I'd do it afterwards as there's a risk there's some confusion where the configuration files should end up (they need to be moved from /etc/named/ to /usr/local/etc/named/) if you install BIND from ports on 9.3. On FreeBSD 9.3 BIND (from ports) will start using the system's /etc/rc.d/named script, on FreeBSD 10.x it'll be from /usr/local/etc/rc.d/named. The scripts are slightly different and would cause a lot of confusion. 



> Will the OS upgrade delete my existing named config directories?


Yes, very likely. At the very least make sure you have a good backup of /etc/named just in case.


----------



## scottro (Nov 21, 2016)

Here's what we did.  I installed 10.x on something.  Then installed bind.  Then copied over /etc/named on one to [/file]/usr/local/etc/named[/file] on the new one. 

If I remember correctly, that is pretty much all that we had to do.  Note that this wasn't an upgrade in place, this was doing a fresh install and just copying over the config files.


----------



## kpa (Nov 21, 2016)

SirDice said:


> I'd do it afterwards as there's a risk there's some confusion where the configuration files should end up (they need to be moved from /etc/named/ to /usr/local/etc/named/) if you install BIND from ports on 9.3. On FreeBSD 9.3 BIND (from ports) will start using the system's /etc/rc.d/named script, on FreeBSD 10.x it'll be from /usr/local/etc/rc.d/named. The scripts are slightly different and would cause a lot of confusion.
> 
> 
> Yes, very likely. At the very least make sure you have a good backup of /etc/named just in case.

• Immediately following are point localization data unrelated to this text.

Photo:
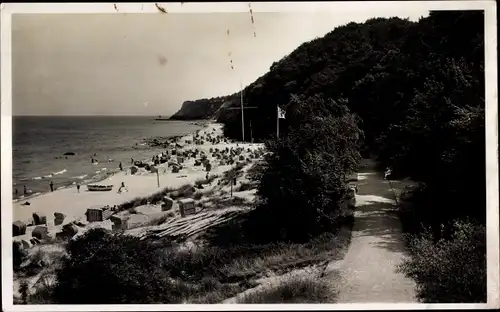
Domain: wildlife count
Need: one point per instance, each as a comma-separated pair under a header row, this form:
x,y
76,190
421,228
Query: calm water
x,y
40,142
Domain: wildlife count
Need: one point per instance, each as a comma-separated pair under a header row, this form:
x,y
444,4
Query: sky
x,y
149,64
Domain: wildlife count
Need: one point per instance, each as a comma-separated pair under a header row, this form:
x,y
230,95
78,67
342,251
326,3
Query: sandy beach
x,y
74,205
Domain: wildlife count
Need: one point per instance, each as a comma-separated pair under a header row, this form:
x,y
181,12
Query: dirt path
x,y
369,268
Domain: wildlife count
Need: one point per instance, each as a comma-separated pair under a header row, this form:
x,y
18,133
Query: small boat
x,y
101,188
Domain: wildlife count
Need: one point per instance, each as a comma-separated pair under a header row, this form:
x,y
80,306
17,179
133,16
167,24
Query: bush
x,y
18,254
303,182
103,268
449,271
297,290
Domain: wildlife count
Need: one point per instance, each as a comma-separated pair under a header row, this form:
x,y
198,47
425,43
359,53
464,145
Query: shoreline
x,y
109,172
142,184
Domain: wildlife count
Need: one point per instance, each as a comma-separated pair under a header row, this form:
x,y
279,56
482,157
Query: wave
x,y
60,172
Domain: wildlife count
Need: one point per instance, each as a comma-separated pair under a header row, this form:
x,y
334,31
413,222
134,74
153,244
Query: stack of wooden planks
x,y
183,228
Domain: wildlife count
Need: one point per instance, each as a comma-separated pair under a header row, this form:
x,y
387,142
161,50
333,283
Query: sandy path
x,y
74,204
369,268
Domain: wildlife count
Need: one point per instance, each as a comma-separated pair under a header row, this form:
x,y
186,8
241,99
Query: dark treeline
x,y
409,94
417,89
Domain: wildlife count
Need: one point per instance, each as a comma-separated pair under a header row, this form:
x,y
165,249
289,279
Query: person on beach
x,y
122,188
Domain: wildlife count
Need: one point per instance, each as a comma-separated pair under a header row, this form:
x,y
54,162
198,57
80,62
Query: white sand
x,y
74,205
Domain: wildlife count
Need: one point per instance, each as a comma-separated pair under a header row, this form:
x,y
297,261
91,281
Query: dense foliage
x,y
202,108
411,94
451,270
418,89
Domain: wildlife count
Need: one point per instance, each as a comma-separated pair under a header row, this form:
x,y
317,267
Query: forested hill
x,y
381,68
202,109
418,88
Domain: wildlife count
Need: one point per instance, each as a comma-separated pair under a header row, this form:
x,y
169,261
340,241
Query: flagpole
x,y
242,117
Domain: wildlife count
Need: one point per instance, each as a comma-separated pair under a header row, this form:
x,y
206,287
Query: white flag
x,y
281,113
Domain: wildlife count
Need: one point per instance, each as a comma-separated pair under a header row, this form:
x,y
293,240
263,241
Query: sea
x,y
40,142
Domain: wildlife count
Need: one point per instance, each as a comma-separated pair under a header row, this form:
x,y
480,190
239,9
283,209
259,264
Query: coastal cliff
x,y
203,108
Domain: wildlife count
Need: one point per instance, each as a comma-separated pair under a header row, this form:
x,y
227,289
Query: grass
x,y
296,290
212,274
449,270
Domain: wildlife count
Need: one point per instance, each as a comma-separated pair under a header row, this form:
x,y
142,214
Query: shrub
x,y
303,182
449,271
103,268
296,290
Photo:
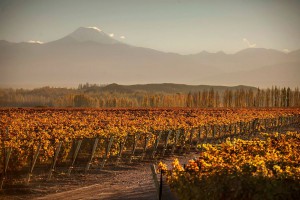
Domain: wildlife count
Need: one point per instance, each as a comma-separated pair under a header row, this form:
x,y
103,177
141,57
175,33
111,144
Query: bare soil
x,y
126,181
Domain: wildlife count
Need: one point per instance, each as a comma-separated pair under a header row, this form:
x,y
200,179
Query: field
x,y
47,143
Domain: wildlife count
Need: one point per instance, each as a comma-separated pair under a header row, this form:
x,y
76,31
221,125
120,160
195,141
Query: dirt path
x,y
129,184
128,181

It really shouldn't do that, the only files that will be deleted are unmodified configuration files. All your own custom files should be left alone.


----------



## SirDice (Nov 22, 2016)

It should, yes. But for me it did remove some bits and pieces. Can't exactly remember what it was though. I moved a FreeBSD 9.3 machine using the base OS BIND to a port BIND some time ago and recently updated the whole machine to 10.3. Somewhere along the line the files got deleted. In any case, it never hurts to backup your important files beforehand.


----------



## darthnul (Nov 22, 2016)

My plan is to install BIND post upgrade.  Pre-upgrade I'll shut down named and tar the whole /etc/namedb structure and move it to /usr/local/etc/.  I've got dynamically updated domains so there's more than just config files.  I'll change a few paths in the new named.conf and hope for the best.  It's running on VMWare so worst case is I give up, restore a snapshot and try again next week.  Thanks for the help!


----------